El duelo es el nombre para referirnos a aquel proceso psicológico caracterizado por un fuerte desapego o alejamiento de algo que presentaba una importancia significativa en nuestras vidas.
Las manifestaciones espirituales, psicológicas y físicas son variadas, las formas de vivirlo también lo son. Pena, angustia, tranquilidad, melancolía, paz, bajo estado de ánimo, sensación de soledad, pérdida de sentido de vida, alteración del ciclo sueño/vigilia y apetito, son algunos de los muchos cambios que puede sentir una persona al momento de experimentar un desapego importante en su vida.

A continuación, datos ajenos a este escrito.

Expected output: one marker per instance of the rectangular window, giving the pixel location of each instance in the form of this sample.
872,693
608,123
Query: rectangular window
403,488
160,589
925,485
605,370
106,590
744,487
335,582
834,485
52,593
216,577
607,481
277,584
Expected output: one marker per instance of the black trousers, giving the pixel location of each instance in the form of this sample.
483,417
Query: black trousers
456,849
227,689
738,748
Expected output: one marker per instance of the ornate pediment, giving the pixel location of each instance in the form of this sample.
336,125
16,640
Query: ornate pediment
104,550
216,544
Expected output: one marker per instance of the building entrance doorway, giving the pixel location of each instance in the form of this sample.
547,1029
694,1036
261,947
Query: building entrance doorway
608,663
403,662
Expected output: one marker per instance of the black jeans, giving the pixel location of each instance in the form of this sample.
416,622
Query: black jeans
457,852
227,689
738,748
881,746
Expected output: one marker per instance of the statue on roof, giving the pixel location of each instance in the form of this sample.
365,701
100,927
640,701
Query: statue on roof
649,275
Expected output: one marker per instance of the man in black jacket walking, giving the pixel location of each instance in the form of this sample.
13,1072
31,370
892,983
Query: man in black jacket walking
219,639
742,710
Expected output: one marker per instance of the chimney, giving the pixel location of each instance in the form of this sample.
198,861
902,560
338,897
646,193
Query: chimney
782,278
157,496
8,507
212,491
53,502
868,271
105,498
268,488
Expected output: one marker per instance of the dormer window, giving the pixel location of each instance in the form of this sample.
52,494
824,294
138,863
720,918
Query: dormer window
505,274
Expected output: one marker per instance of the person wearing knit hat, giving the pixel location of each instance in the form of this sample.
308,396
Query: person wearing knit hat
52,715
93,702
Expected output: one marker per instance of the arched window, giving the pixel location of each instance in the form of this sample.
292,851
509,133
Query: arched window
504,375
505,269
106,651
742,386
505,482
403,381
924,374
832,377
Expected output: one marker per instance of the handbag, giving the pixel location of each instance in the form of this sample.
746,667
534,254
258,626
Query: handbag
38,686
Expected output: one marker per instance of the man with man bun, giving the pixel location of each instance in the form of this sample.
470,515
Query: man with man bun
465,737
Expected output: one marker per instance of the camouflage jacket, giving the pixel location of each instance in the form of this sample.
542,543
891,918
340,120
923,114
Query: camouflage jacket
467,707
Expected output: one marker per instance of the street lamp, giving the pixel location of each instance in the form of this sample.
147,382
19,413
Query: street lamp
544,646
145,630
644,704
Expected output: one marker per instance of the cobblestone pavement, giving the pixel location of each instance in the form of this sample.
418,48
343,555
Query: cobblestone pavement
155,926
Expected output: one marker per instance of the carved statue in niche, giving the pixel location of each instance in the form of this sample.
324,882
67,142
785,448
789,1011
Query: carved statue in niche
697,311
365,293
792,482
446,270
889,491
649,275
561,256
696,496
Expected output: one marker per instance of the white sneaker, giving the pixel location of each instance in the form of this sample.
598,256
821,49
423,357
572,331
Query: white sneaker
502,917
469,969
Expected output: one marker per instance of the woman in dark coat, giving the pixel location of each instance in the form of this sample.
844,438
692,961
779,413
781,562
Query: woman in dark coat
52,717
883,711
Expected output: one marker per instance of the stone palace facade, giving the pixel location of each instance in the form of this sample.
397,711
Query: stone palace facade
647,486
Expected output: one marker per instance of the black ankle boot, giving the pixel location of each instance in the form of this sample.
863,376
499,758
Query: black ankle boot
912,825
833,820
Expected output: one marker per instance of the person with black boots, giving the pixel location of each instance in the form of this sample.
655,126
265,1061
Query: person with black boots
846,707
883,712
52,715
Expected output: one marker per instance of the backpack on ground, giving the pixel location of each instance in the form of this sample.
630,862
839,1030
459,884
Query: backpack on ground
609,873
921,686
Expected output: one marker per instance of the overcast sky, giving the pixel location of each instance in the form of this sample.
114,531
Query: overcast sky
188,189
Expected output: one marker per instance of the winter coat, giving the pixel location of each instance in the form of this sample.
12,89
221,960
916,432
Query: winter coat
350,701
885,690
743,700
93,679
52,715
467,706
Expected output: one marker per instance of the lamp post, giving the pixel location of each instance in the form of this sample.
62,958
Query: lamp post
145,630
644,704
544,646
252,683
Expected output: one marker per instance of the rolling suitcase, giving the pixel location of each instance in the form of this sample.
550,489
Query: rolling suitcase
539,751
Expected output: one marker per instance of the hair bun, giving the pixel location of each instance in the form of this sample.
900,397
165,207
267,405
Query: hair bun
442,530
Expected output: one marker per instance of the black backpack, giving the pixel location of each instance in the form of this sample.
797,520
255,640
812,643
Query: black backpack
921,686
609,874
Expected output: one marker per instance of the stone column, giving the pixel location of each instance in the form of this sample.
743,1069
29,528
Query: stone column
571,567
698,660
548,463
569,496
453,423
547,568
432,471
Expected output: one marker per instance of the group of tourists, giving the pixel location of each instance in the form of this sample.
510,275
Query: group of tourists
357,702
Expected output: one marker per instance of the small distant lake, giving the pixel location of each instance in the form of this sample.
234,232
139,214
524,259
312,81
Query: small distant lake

No existe una forma particular de sentirlo o una “mejor” manera de vivir el duelo, el proceso es tan personal como lo son las emociones que viva. Para algunas personas el rememorar a quien ya no está genera un espacio de paz y tranquilidad, tanto como otros prefieren alejar cualquier tipo de recuerdo, ya que intensifica su malestar. Sin embargo, el doler es aquello que nos caracteriza a todos en este tipo de proceso y la manera de sanar es tan única como quien lo vivencia. ¿Solución? Relacionarse con las emociones y vivirlas tal cual vengan, ya que en ocasiones nos entrampamos y emociones como la culpa, rabia, miedo o incluso angustia, pueden aparecer producto del desapego que estoy viviendo, sin embargo, si me permito entender sin obligar mi proceso, podré sanar eventualmente.
El camino se puede realizar acompañado (con la ayuda de alguna persona indicada que nos guie) o generar mi propio proceso de sanación. La invitación final es a aceptar que los cambios y emociones son parte de un proceso natural de nuestro existir y dicha transición muchas veces generará dolor, producto de aquello que no queremos, pero debemos soltar.